Fiddling with Graphic Figures
Would you believe that I have been living with my favourite created character, the erfin Mirrortac, for 28 years!? My original impression of the protagonist of this three volume series (Vol 3 still cooking!) has been of a heavily furred being with cat-like ears and a extensively ‘bearded’ face. Here is one of my rather amateur drawings of that look. Notice he has no neck to speak of and he does not have a tail. While he may have some cat-like features, I have strayed away from making him and his erfin kin into cat-people. This view of the erfins and Mirrortac remained the same for a number of years as I redrafted The Wizard’s Sword and finally started work on Three Stones of Destiny.
I wanted a design for the cover of TWS that was more professional than my efforts, so I engaged a local graphic artist, Heidi Counsell, to do up some designs featuring Mirrortac fighting a serpent (Snerk). Her interpretation was a little different, and she had added a tail initially.
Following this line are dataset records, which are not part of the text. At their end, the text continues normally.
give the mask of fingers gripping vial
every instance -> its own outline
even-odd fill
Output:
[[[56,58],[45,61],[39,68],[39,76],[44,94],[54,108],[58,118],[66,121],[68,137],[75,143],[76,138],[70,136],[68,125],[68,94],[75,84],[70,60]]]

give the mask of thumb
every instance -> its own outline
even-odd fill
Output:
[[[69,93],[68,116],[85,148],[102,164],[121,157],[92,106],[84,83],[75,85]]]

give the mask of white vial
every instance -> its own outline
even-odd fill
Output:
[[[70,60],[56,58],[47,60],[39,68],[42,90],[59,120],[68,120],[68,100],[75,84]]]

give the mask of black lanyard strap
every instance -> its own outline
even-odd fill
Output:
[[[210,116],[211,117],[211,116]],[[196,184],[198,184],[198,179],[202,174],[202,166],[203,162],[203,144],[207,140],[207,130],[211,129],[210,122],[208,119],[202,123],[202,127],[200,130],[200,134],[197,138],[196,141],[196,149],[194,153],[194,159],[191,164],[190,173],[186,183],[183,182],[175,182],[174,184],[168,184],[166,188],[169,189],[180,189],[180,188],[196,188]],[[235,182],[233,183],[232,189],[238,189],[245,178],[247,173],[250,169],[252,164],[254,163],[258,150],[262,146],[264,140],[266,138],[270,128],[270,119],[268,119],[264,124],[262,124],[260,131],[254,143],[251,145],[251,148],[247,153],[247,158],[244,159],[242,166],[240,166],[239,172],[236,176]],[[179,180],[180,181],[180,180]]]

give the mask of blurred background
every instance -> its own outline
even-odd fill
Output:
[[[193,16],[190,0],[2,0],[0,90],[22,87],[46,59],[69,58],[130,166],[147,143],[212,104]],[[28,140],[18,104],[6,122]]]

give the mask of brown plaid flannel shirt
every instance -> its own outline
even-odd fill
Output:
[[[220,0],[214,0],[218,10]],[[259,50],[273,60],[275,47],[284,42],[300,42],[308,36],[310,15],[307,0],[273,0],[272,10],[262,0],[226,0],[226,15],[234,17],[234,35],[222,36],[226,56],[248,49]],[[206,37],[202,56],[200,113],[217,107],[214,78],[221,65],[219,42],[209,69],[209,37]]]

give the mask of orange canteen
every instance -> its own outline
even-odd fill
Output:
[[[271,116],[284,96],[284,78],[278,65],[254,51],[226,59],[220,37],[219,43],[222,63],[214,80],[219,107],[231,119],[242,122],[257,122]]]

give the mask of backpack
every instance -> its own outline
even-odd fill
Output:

I had her remove the tail and went with this version that appears on the cover of my print version.
Later my daughter produced an anime version that departed further from the no-neck Mirrortac, but I found I could live with it and accepted that there could be various interpretations of the character.
When I wanted to publish Three Stones of Destiny, I engaged Irish graphic artist Michael Lenehan to create yet another version for the ebook. The print book cover focused on the antagonist Yidu but Michael had created auxiliary versions of Mirrortac that I used elsewhere.
Lately, I have been dabbling with Daz Studio to create morphs that approximate the character, and the nearest I could get with what I have in the software, was this latest offering. I would prefer to see more fur and less human, but am restricted by what I can afford and what the software offers. It is a good software system that enables people to create animations. I have made a small animation but am still learning to simply create still figures and settings. This figure was created from a human form that allowed morphing and reforming.